ST. LOUIS PARK, Minn. - Nearly 800,000 people in the U.S. will have a stroke each year.

Out of those hundreds of thousands, many survive. But the road to recovery can be tough.

That's why Methodist Hospital is holding tai chi classes for stroke survivors every Tuesday morning.

In 2012, former jewelry designer Randy Benowitz suffered a stroke while visiting her brother in LA. The stroke caused her to become disabled and unable to work. She then discovered tai chi to help her with her new normal.

"Actually my balance is off, so if I do tai chi and other medicinal things, it's really helpful," said Benowitz.

The classes are paid for by a $1,000 grant, and everyone who is a part of the hospital's Stroke INSPIRE program can enjoy the classes for free.

"Our program brings together people to form community of support for each other," said Karen Bjorgan, the program founder and a stroke survivor.
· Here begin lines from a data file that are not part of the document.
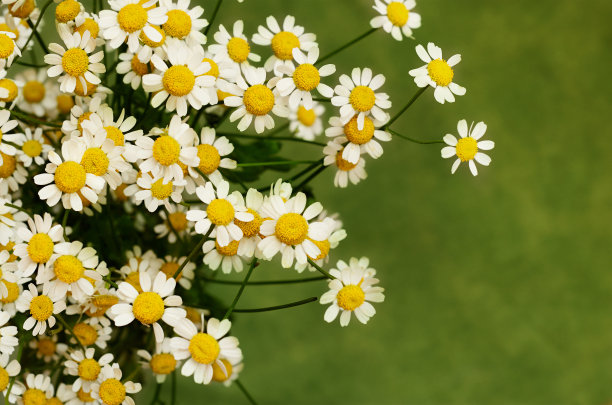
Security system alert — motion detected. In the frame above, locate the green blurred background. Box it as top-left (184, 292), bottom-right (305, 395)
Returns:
top-left (141, 0), bottom-right (612, 405)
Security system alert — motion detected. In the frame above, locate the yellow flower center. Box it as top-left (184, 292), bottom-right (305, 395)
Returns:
top-left (23, 80), bottom-right (45, 103)
top-left (349, 86), bottom-right (376, 112)
top-left (293, 63), bottom-right (321, 91)
top-left (153, 135), bottom-right (181, 166)
top-left (206, 198), bottom-right (234, 225)
top-left (81, 148), bottom-right (109, 176)
top-left (455, 136), bottom-right (478, 162)
top-left (132, 291), bottom-right (164, 325)
top-left (275, 212), bottom-right (308, 246)
top-left (271, 31), bottom-right (300, 60)
top-left (21, 388), bottom-right (47, 405)
top-left (28, 233), bottom-right (53, 263)
top-left (189, 332), bottom-right (221, 364)
top-left (150, 353), bottom-right (176, 375)
top-left (30, 295), bottom-right (53, 322)
top-left (117, 4), bottom-right (149, 34)
top-left (62, 48), bottom-right (89, 77)
top-left (298, 106), bottom-right (317, 127)
top-left (72, 322), bottom-right (98, 346)
top-left (344, 116), bottom-right (374, 145)
top-left (213, 359), bottom-right (232, 382)
top-left (215, 240), bottom-right (240, 256)
top-left (227, 37), bottom-right (251, 63)
top-left (234, 208), bottom-right (263, 238)
top-left (427, 59), bottom-right (455, 87)
top-left (387, 1), bottom-right (410, 27)
top-left (55, 0), bottom-right (81, 24)
top-left (243, 84), bottom-right (274, 115)
top-left (198, 143), bottom-right (221, 175)
top-left (336, 285), bottom-right (365, 311)
top-left (79, 359), bottom-right (101, 381)
top-left (0, 79), bottom-right (19, 103)
top-left (162, 65), bottom-right (195, 97)
top-left (98, 378), bottom-right (125, 405)
top-left (21, 139), bottom-right (42, 157)
top-left (336, 149), bottom-right (357, 172)
top-left (53, 255), bottom-right (85, 284)
top-left (162, 10), bottom-right (191, 39)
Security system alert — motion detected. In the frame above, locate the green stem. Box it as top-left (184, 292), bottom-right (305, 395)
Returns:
top-left (223, 258), bottom-right (257, 319)
top-left (383, 86), bottom-right (429, 130)
top-left (315, 28), bottom-right (378, 66)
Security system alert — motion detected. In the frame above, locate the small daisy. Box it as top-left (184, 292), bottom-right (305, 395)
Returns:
top-left (16, 284), bottom-right (66, 336)
top-left (409, 42), bottom-right (466, 104)
top-left (331, 68), bottom-right (391, 131)
top-left (276, 48), bottom-right (336, 110)
top-left (142, 43), bottom-right (216, 117)
top-left (370, 0), bottom-right (421, 41)
top-left (170, 318), bottom-right (242, 384)
top-left (91, 363), bottom-right (142, 405)
top-left (257, 193), bottom-right (329, 268)
top-left (110, 272), bottom-right (186, 342)
top-left (14, 212), bottom-right (64, 277)
top-left (253, 15), bottom-right (317, 72)
top-left (442, 120), bottom-right (495, 176)
top-left (323, 137), bottom-right (368, 188)
top-left (99, 0), bottom-right (168, 52)
top-left (34, 140), bottom-right (104, 211)
top-left (320, 257), bottom-right (385, 326)
top-left (221, 67), bottom-right (289, 134)
top-left (45, 25), bottom-right (106, 94)
top-left (187, 180), bottom-right (254, 247)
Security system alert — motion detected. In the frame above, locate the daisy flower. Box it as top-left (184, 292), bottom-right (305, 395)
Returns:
top-left (276, 48), bottom-right (336, 110)
top-left (253, 15), bottom-right (317, 72)
top-left (257, 193), bottom-right (329, 268)
top-left (331, 68), bottom-right (391, 131)
top-left (320, 257), bottom-right (385, 326)
top-left (409, 42), bottom-right (465, 104)
top-left (133, 115), bottom-right (198, 183)
top-left (91, 363), bottom-right (142, 405)
top-left (442, 120), bottom-right (495, 176)
top-left (64, 347), bottom-right (113, 392)
top-left (99, 0), bottom-right (168, 52)
top-left (220, 67), bottom-right (289, 134)
top-left (323, 137), bottom-right (368, 188)
top-left (14, 212), bottom-right (64, 277)
top-left (325, 116), bottom-right (391, 164)
top-left (45, 25), bottom-right (106, 94)
top-left (136, 338), bottom-right (178, 384)
top-left (16, 283), bottom-right (66, 336)
top-left (110, 272), bottom-right (186, 342)
top-left (34, 140), bottom-right (104, 211)
top-left (142, 43), bottom-right (216, 117)
top-left (208, 20), bottom-right (261, 68)
top-left (187, 180), bottom-right (254, 247)
top-left (170, 318), bottom-right (242, 384)
top-left (370, 0), bottom-right (421, 41)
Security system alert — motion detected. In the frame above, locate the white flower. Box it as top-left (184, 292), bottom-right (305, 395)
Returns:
top-left (410, 42), bottom-right (465, 104)
top-left (370, 0), bottom-right (421, 41)
top-left (442, 120), bottom-right (495, 176)
top-left (320, 257), bottom-right (385, 326)
top-left (331, 68), bottom-right (391, 130)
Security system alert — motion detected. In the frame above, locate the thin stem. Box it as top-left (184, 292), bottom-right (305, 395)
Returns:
top-left (315, 28), bottom-right (378, 66)
top-left (383, 86), bottom-right (429, 129)
top-left (223, 258), bottom-right (257, 319)
top-left (308, 258), bottom-right (336, 280)
top-left (234, 297), bottom-right (318, 313)
top-left (387, 128), bottom-right (444, 145)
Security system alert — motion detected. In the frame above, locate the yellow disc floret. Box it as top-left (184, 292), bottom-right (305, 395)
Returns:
top-left (275, 212), bottom-right (308, 246)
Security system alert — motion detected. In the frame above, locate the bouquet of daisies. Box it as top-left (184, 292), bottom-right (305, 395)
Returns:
top-left (0, 0), bottom-right (494, 405)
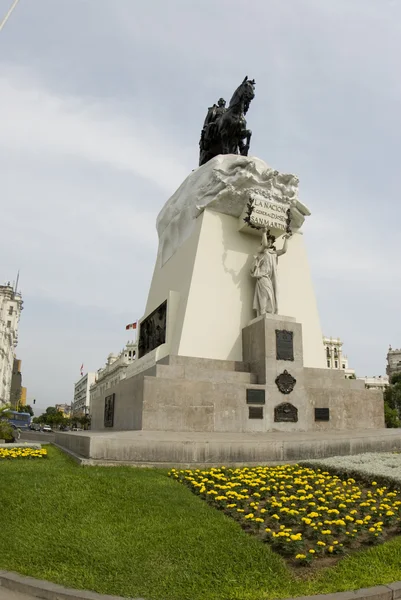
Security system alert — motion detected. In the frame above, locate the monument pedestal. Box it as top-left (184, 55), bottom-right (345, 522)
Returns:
top-left (139, 155), bottom-right (325, 368)
top-left (71, 155), bottom-right (384, 464)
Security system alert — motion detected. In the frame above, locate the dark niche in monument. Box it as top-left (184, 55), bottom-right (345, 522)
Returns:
top-left (276, 329), bottom-right (294, 360)
top-left (104, 394), bottom-right (116, 427)
top-left (248, 406), bottom-right (263, 419)
top-left (315, 408), bottom-right (330, 421)
top-left (274, 402), bottom-right (298, 423)
top-left (276, 369), bottom-right (297, 394)
top-left (138, 300), bottom-right (167, 358)
top-left (246, 389), bottom-right (266, 404)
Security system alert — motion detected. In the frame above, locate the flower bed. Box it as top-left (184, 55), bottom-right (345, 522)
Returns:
top-left (169, 465), bottom-right (401, 565)
top-left (0, 448), bottom-right (47, 460)
top-left (300, 452), bottom-right (401, 487)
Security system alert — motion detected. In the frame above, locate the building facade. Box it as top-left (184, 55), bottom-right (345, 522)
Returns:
top-left (90, 342), bottom-right (137, 414)
top-left (71, 373), bottom-right (96, 417)
top-left (386, 346), bottom-right (401, 378)
top-left (323, 337), bottom-right (355, 379)
top-left (56, 404), bottom-right (71, 418)
top-left (0, 283), bottom-right (23, 406)
top-left (358, 375), bottom-right (390, 392)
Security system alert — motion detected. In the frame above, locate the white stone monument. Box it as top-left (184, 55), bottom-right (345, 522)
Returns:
top-left (138, 155), bottom-right (325, 368)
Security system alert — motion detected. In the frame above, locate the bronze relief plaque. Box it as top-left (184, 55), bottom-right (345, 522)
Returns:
top-left (104, 394), bottom-right (116, 427)
top-left (276, 369), bottom-right (297, 394)
top-left (276, 329), bottom-right (294, 360)
top-left (274, 402), bottom-right (298, 423)
top-left (138, 300), bottom-right (167, 358)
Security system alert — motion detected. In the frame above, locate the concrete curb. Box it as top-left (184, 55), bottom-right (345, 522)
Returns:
top-left (0, 571), bottom-right (144, 600)
top-left (0, 571), bottom-right (401, 600)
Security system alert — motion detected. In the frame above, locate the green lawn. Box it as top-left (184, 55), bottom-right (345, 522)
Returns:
top-left (0, 447), bottom-right (401, 600)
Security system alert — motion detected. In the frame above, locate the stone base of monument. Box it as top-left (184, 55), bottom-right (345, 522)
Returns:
top-left (56, 315), bottom-right (384, 465)
top-left (55, 429), bottom-right (401, 468)
top-left (56, 155), bottom-right (386, 466)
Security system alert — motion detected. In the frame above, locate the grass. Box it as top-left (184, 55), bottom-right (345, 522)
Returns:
top-left (0, 447), bottom-right (401, 600)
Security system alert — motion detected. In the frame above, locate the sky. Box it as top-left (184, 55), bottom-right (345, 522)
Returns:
top-left (0, 0), bottom-right (401, 414)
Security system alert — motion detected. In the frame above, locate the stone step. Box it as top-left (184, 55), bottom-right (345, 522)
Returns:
top-left (155, 362), bottom-right (258, 384)
top-left (157, 355), bottom-right (250, 373)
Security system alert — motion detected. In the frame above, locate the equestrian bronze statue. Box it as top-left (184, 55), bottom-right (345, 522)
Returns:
top-left (199, 77), bottom-right (255, 166)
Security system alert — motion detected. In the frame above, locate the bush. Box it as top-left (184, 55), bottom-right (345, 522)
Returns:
top-left (384, 402), bottom-right (400, 427)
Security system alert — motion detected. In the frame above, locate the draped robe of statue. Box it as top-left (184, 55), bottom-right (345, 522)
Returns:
top-left (251, 248), bottom-right (278, 317)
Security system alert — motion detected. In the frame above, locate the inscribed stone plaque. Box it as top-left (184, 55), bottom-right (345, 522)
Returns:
top-left (104, 394), bottom-right (115, 427)
top-left (138, 300), bottom-right (167, 358)
top-left (276, 329), bottom-right (294, 360)
top-left (315, 408), bottom-right (330, 421)
top-left (274, 402), bottom-right (298, 423)
top-left (248, 406), bottom-right (263, 419)
top-left (246, 390), bottom-right (266, 404)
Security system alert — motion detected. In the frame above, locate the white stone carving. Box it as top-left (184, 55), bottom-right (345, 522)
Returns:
top-left (156, 154), bottom-right (310, 265)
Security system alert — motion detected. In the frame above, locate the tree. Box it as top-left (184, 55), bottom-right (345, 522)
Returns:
top-left (383, 373), bottom-right (401, 427)
top-left (46, 406), bottom-right (58, 416)
top-left (384, 402), bottom-right (400, 427)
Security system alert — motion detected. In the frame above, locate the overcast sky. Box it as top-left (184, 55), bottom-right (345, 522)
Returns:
top-left (0, 0), bottom-right (401, 414)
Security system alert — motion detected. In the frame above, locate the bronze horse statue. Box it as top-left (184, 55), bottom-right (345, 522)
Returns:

She says they decided to provide the tai chi classes to help survivors with balance.

"Sometimes stroke affects one side of the body, and it can really affect your balance and your sense of where you're at," said Bjorgan.

Benowitz says for her, the classes have been life changing.

"The movements are helpful,” said Benowitz.

According to the National Stroke Association, stroke warning signs include sudden numbness, sudden confusion, sudden trouble seeing, trouble walking, and severe headache with no reason. If you have one or more of these symptoms, call 911 immediately.